Question

The dimensional formula of \[\dfrac{1}{2}{\mu _o}{H^2}\] (\[{\mu _o}\]-Permeability of free space and \[H\]-magnetic field intensity) is:
A. \[{\text{ML}}{{\text{T}}^{{\text{ - 1}}}}\]
B. \[{\text{M}}{{\text{L}}^2}{{\text{T}}^{{\text{ - 2}}}}\]
C. \[{\text{M}}{{\text{L}}^{ - 1}}{{\text{T}}^{{\text{ - 2}}}}\]
D. \[{\text{M}}{{\text{L}}^2}{{\text{T}}^{{\text{ - 1}}}}\]

Answer 1

Hint:We are asked to find the dimensional formula of a given quantity. To find the dimensional formula of the quantity, first find the dimensions of each term of the quantity. Then combine them to find the dimensional formula of the whole quantity.
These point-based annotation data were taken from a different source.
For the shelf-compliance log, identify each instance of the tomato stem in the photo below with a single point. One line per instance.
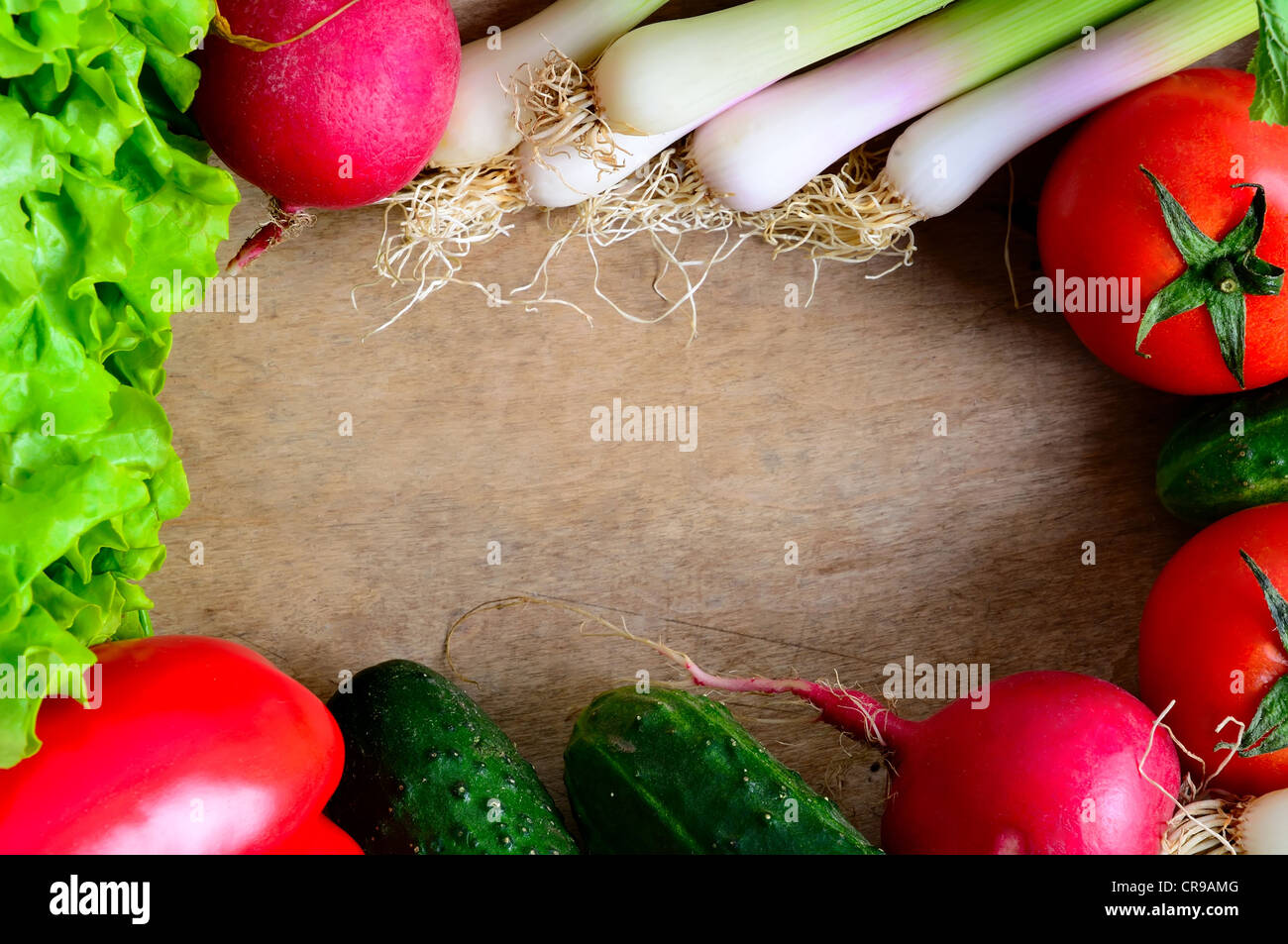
(1218, 274)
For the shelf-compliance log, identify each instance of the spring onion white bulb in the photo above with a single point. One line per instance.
(945, 156)
(1224, 826)
(670, 75)
(768, 147)
(482, 125)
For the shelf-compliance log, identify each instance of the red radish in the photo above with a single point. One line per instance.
(1052, 763)
(336, 116)
(1034, 763)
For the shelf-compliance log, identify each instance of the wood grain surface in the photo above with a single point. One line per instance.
(472, 424)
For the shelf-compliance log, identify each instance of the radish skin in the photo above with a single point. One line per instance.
(1051, 765)
(342, 117)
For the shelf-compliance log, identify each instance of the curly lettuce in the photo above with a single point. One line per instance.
(101, 192)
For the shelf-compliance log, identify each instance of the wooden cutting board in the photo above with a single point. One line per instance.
(815, 426)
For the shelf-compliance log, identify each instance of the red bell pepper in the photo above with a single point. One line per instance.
(318, 837)
(198, 746)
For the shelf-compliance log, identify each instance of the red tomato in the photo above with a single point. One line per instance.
(198, 746)
(1100, 218)
(1207, 639)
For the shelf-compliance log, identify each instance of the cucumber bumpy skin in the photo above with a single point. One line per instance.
(428, 773)
(1206, 472)
(671, 772)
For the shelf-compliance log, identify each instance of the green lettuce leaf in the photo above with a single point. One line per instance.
(101, 193)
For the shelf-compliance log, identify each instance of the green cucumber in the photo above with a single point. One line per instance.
(671, 772)
(1206, 472)
(426, 772)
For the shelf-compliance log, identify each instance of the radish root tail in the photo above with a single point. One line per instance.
(283, 223)
(851, 711)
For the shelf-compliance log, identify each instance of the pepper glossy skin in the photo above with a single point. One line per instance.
(200, 746)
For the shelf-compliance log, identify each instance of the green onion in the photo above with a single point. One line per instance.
(765, 149)
(675, 73)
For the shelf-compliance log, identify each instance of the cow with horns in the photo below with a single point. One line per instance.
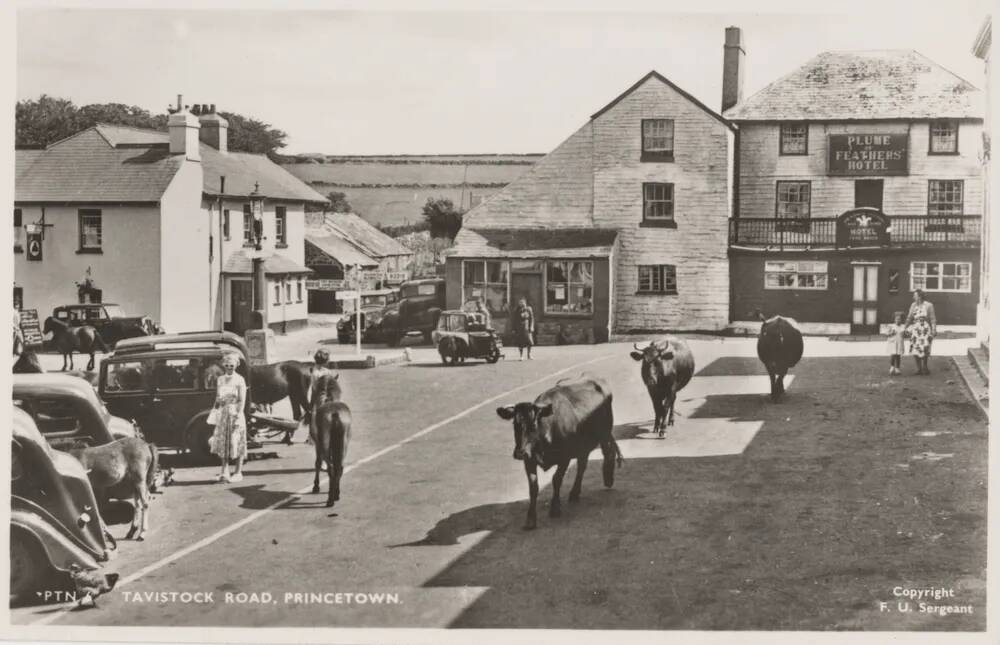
(667, 366)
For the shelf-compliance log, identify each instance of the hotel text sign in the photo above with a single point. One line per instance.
(868, 154)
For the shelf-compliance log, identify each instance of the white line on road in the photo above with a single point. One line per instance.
(191, 548)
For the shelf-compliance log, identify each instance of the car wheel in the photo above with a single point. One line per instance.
(28, 567)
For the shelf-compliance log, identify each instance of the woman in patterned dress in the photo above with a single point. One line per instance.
(229, 441)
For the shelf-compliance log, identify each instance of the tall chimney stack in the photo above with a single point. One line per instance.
(732, 68)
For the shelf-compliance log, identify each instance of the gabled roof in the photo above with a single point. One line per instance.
(369, 240)
(861, 85)
(664, 79)
(534, 243)
(112, 163)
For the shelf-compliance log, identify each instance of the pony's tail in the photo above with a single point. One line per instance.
(153, 467)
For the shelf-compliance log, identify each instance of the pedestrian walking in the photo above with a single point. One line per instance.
(922, 332)
(229, 441)
(897, 344)
(524, 327)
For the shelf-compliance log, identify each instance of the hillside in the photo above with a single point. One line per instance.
(391, 190)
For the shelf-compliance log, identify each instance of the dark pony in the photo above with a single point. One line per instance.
(273, 382)
(330, 430)
(66, 340)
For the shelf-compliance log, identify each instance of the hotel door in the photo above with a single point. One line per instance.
(864, 313)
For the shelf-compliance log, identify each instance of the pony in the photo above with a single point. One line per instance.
(330, 431)
(68, 339)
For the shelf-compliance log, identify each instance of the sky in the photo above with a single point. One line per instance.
(444, 82)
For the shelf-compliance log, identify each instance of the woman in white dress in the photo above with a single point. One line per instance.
(229, 441)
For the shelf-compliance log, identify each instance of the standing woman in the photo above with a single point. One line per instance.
(229, 441)
(921, 319)
(524, 327)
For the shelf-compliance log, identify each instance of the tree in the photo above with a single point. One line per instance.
(445, 220)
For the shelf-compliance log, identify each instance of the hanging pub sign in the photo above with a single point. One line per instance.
(868, 154)
(34, 247)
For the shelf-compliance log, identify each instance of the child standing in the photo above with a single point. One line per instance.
(896, 345)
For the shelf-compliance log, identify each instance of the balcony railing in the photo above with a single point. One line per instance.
(831, 232)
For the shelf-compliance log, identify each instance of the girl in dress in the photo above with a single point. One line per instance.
(229, 441)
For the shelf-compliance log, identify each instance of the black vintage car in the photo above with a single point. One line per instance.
(109, 319)
(53, 513)
(417, 312)
(167, 384)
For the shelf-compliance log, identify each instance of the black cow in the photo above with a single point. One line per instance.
(779, 347)
(667, 366)
(564, 423)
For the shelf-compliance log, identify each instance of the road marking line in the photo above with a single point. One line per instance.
(218, 535)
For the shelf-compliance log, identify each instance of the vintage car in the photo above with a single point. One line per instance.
(53, 517)
(373, 304)
(420, 304)
(109, 319)
(461, 334)
(167, 384)
(67, 412)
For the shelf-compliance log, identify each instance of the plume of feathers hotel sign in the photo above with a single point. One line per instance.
(868, 154)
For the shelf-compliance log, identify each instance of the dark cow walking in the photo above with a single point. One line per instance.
(667, 366)
(564, 423)
(779, 347)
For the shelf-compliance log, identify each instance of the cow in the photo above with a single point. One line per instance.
(564, 423)
(667, 366)
(779, 347)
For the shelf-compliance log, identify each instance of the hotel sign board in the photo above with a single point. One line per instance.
(868, 155)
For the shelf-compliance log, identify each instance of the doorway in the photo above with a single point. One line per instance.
(864, 307)
(241, 305)
(868, 193)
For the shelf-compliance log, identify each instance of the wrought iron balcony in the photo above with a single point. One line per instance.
(857, 231)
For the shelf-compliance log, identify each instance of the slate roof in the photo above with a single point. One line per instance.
(339, 249)
(274, 264)
(856, 85)
(369, 240)
(534, 243)
(110, 163)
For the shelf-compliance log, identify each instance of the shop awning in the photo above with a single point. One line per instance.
(535, 243)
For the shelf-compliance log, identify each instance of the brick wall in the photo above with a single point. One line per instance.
(700, 173)
(761, 166)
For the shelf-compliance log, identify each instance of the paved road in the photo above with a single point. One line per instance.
(433, 503)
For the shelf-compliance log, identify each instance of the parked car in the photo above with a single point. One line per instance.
(109, 319)
(421, 303)
(53, 517)
(167, 384)
(66, 410)
(373, 304)
(461, 334)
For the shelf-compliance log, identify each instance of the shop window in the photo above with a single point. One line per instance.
(893, 281)
(658, 278)
(487, 280)
(657, 140)
(955, 277)
(795, 275)
(280, 226)
(658, 204)
(91, 230)
(18, 248)
(794, 139)
(944, 138)
(569, 287)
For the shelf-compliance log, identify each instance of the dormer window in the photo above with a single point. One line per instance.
(944, 138)
(657, 140)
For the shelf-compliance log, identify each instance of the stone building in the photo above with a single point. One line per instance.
(622, 228)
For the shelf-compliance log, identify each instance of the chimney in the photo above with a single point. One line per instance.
(732, 68)
(214, 129)
(183, 127)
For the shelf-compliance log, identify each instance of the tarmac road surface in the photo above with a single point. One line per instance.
(750, 515)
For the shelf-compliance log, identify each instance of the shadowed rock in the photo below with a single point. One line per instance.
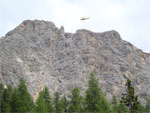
(47, 56)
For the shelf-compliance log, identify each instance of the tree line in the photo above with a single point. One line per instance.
(19, 100)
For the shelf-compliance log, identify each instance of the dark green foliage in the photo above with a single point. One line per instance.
(58, 108)
(65, 104)
(95, 100)
(118, 107)
(1, 94)
(41, 106)
(148, 105)
(48, 100)
(76, 101)
(6, 100)
(129, 98)
(21, 100)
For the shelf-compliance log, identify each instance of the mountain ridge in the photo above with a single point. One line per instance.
(45, 55)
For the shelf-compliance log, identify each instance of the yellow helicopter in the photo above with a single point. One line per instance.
(84, 18)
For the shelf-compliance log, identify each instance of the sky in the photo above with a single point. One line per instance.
(131, 18)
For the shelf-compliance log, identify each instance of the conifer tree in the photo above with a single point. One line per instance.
(129, 98)
(147, 109)
(57, 104)
(76, 102)
(40, 106)
(48, 100)
(95, 100)
(21, 99)
(1, 94)
(6, 99)
(118, 107)
(65, 104)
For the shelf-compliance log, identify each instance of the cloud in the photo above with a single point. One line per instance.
(129, 17)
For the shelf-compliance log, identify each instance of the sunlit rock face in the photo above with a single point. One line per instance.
(45, 55)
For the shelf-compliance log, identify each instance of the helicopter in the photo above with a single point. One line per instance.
(84, 18)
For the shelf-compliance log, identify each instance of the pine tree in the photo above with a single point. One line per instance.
(21, 99)
(75, 104)
(148, 104)
(48, 100)
(129, 98)
(1, 94)
(65, 104)
(95, 100)
(57, 104)
(6, 99)
(40, 106)
(118, 107)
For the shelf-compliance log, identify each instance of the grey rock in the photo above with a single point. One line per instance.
(45, 55)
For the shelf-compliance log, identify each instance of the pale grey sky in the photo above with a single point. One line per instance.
(131, 18)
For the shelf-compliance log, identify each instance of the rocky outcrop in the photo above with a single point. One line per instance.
(47, 56)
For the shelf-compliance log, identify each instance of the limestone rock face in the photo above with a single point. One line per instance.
(47, 56)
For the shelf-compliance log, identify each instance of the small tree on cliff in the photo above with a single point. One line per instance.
(40, 105)
(47, 99)
(76, 101)
(95, 100)
(21, 99)
(129, 98)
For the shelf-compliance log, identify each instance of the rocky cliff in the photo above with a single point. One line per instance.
(47, 56)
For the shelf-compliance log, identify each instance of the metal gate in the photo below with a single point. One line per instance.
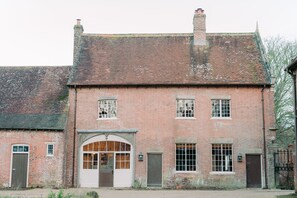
(284, 169)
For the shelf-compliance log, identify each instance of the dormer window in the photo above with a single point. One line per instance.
(107, 108)
(185, 108)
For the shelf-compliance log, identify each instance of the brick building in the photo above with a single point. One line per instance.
(189, 109)
(33, 114)
(163, 110)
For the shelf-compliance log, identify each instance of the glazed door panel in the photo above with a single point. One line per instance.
(253, 171)
(106, 170)
(154, 173)
(19, 170)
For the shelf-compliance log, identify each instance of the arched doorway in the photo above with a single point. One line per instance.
(106, 161)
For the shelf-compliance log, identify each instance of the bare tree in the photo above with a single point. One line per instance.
(280, 53)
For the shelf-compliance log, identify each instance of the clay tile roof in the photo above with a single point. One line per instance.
(33, 97)
(169, 59)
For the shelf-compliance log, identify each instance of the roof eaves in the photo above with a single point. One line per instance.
(175, 85)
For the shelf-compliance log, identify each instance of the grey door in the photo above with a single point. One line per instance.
(106, 170)
(253, 171)
(19, 170)
(154, 172)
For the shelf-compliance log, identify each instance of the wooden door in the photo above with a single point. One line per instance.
(253, 171)
(106, 170)
(19, 170)
(154, 172)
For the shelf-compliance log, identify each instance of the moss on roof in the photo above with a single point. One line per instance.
(33, 97)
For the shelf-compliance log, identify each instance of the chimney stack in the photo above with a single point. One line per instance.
(199, 27)
(78, 30)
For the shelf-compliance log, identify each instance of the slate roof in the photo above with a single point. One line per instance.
(169, 59)
(33, 97)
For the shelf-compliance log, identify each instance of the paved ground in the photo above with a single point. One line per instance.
(112, 193)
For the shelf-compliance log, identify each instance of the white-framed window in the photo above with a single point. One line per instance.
(220, 108)
(50, 149)
(107, 108)
(222, 158)
(185, 108)
(20, 149)
(185, 157)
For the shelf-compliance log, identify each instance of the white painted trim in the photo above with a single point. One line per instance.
(221, 173)
(11, 161)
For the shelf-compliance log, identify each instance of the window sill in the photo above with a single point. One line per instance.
(221, 118)
(185, 172)
(185, 118)
(221, 173)
(107, 119)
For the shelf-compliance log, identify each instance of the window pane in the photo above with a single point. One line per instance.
(185, 108)
(185, 157)
(90, 161)
(107, 108)
(50, 149)
(225, 108)
(123, 161)
(222, 157)
(216, 108)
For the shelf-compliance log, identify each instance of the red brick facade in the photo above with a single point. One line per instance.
(43, 170)
(152, 111)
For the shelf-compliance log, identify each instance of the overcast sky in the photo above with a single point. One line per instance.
(40, 32)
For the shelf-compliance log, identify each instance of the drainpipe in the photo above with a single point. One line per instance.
(293, 75)
(74, 135)
(264, 139)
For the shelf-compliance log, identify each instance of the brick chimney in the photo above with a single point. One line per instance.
(78, 30)
(199, 27)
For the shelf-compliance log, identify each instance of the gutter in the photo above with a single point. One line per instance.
(168, 85)
(264, 139)
(74, 135)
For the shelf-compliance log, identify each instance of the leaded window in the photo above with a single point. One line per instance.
(185, 108)
(221, 108)
(50, 150)
(222, 158)
(90, 160)
(107, 108)
(185, 157)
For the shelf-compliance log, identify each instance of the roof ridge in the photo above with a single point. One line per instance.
(163, 34)
(28, 66)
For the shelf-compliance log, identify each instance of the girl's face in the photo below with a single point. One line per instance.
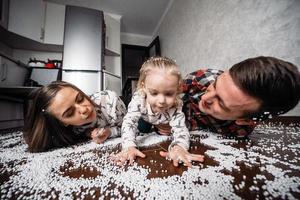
(161, 90)
(72, 108)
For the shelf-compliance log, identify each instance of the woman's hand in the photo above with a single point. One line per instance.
(99, 135)
(126, 155)
(178, 154)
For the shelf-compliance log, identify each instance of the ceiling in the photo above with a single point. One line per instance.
(138, 16)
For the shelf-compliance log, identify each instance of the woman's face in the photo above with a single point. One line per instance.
(72, 108)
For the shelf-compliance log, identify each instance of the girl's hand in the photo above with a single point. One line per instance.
(178, 154)
(127, 155)
(99, 135)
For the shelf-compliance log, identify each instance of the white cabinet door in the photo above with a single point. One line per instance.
(88, 82)
(112, 40)
(26, 18)
(54, 23)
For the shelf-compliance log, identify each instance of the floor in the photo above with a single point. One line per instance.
(265, 167)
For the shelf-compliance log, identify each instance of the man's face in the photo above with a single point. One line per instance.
(224, 100)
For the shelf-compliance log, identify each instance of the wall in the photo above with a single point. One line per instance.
(218, 34)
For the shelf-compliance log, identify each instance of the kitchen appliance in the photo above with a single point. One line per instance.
(83, 55)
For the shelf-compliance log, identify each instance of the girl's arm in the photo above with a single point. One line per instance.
(179, 130)
(130, 122)
(116, 113)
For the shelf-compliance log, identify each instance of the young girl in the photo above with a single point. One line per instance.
(156, 101)
(60, 114)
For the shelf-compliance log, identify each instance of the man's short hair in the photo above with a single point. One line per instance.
(273, 81)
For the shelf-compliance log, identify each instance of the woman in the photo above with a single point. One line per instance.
(60, 114)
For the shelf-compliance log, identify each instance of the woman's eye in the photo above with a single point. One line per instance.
(80, 98)
(170, 94)
(70, 113)
(153, 93)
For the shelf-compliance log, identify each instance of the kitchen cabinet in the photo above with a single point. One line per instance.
(12, 74)
(112, 33)
(26, 18)
(4, 13)
(83, 48)
(54, 23)
(37, 20)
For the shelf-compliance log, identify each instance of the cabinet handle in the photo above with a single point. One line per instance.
(42, 34)
(4, 72)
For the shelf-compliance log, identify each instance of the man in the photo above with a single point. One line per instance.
(231, 102)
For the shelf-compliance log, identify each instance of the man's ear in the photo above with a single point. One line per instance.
(245, 122)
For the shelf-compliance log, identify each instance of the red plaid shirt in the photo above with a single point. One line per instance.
(194, 85)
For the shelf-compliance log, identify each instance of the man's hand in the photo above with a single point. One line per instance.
(179, 155)
(164, 129)
(99, 135)
(126, 155)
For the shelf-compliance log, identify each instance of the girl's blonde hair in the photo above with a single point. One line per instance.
(160, 63)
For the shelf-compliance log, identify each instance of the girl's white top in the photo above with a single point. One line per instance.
(110, 111)
(139, 108)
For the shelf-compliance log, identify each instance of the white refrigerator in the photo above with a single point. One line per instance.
(83, 55)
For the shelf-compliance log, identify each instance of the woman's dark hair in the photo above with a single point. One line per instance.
(273, 81)
(42, 131)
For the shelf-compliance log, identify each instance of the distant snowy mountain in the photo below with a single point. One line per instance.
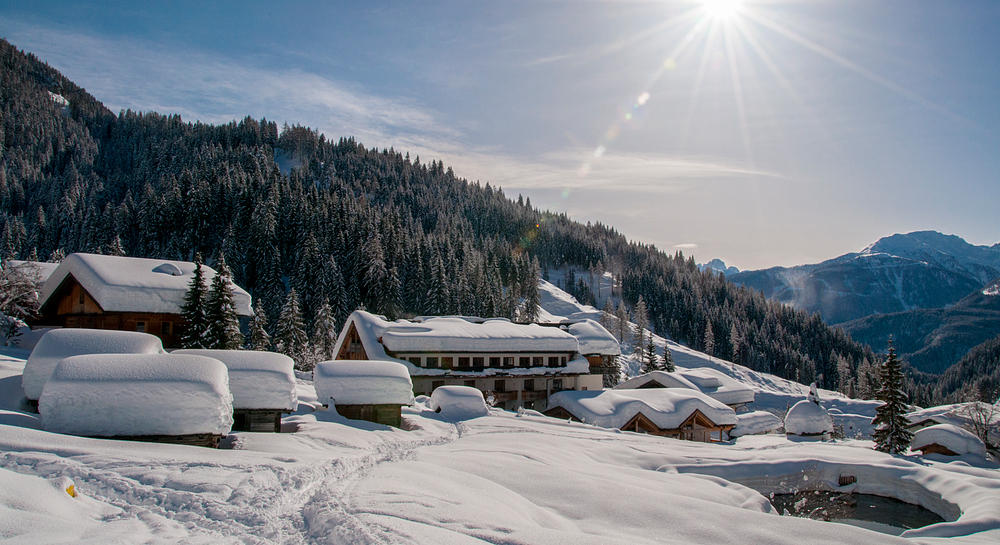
(719, 265)
(923, 269)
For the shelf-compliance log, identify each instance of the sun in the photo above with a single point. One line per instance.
(722, 9)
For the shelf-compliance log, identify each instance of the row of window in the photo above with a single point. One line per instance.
(450, 362)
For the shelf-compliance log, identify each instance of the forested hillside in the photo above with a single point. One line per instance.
(353, 225)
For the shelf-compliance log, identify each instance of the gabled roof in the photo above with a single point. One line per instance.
(132, 284)
(710, 382)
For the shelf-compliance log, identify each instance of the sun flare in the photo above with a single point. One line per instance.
(722, 9)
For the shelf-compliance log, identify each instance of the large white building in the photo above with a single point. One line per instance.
(519, 365)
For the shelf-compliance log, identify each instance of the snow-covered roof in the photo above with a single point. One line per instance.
(710, 382)
(109, 395)
(258, 380)
(460, 334)
(594, 339)
(668, 408)
(44, 269)
(456, 403)
(132, 284)
(808, 418)
(363, 382)
(754, 423)
(58, 344)
(953, 438)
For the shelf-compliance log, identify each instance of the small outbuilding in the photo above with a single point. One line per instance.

Complete step by step answer:
Given the quantity, \[\dfrac{1}{2}{\mu _o}{H^2}\], where \[{\mu _o}\] is permeability of free space and \[H\] is magnetic field intensity.
Let \[A = \dfrac{1}{2}{\mu _o}{H^2}\] ………………....(i)
To find the dimension of the above quantity, we check the dimension of \[{\mu _o}\] and \[H\].The unit of \[{\mu _o}\] is,
\[\left[ {{\mu _o}} \right] = \dfrac{{\left[ {{\text{Newton}}} \right]}}{{\left[ {{\text{Ampere}}} \right]}} = \dfrac{{\left[ {\text{N}} \right]}}{{\left[ {\text{A}} \right]}}\] …………....(ii)
The dimension of Newton is \[\left[ {\text{N}} \right] = \left[ {{\text{ML}}{{\text{T}}^{{\text{ - 2}}}}} \right]\]and ampere is \[\left[ {\text{A}} \right] = \left[ {\text{I}} \right]\]
where \[{\text{M}}\] is the dimension of mass, \[{\text{L}}\] is the dimension of length,\[{\text{T}}\] is the dimension of time and \[{\text{I}}\] is dimension of current.

Putting the values of \[\left[ {\text{N}} \right]\] and \[\left[ {\text{A}} \right]\] in equation (i), we get
\[\left[ {{\mu _o}} \right] = \dfrac{{\left[ {{\text{ML}}{{\text{T}}^{{\text{ - 2}}}}} \right]}}{{\left[ {\text{I}} \right]}}\]
\[ \Rightarrow \left[ {{\mu _o}} \right] = \left[ {{\text{ML}}{{\text{T}}^{{\text{ - 2}}}}{{\text{I}}^{{\text{ - 1}}}}} \right]\] ………………(iii)
The unit of \[H\] is,
\[\left[ {\text{H}} \right] = \dfrac{{\left[ {{\text{Ampere}}} \right]}}{{\left[ {{\text{Metre}}} \right]}}\]
Now putting the dimension of ampere and metre we get,
\[\left[ {\text{H}} \right] = \dfrac{{\left[ {\text{I}} \right]}}{{\left[ {\text{L}} \right]}} = \left[ {{\text{I}}{{\text{L}}^{{\text{ - 1}}}}} \right]\] ……………....(iv)
Putting the values of dimension from equations (iii) and (iv) in equation (i) we get
\[\left[ A \right] = \left[ {\dfrac{1}{2}{\mu _o}{H^2}} \right] = \left[ {{\text{ML}}{{\text{T}}^{{\text{ - 2}}}}{{\text{I}}^{ - 1}}} \right]{\left[ {{\text{I}}{{\text{L}}^{{\text{ - 1}}}}} \right]^2}\]
\[ \Rightarrow \left[ A \right] = \left[ {{\text{ML}}{{\text{T}}^{{\text{ - 2}}}}{{\text{I}}^{ - 1}}{{\text{I}}^2}{{\text{L}}^{{\text{ - 2}}}}} \right]\]
\[ \therefore \left[ A \right] = \left[ {{\text{M}}{{\text{L}}^{ - 1}}{{\text{T}}^{{\text{ - 2}}}}} \right]\]
Therefore the dimension of \[\dfrac{1}{2}{\mu _o}{H^2}\] is \[{\text{M}}{{\text{L}}^{ - 1}}{{\text{T}}^{{\text{ - 2}}}}\].

Hence, the correct answer is option C.

Note: Whenever it is given to find out the dimension of a quantity, then first find the dimension of each term in the given quantity and combine them to find the dimension of the quantity. To find dimension of a quantity, we use dimensional analysis and see their dependency on seven fundamental units which are mass [M], length [L], time [T], electric current [I], thermodynamic temperature [K], luminous intensity [cd] and amount of substance [mol].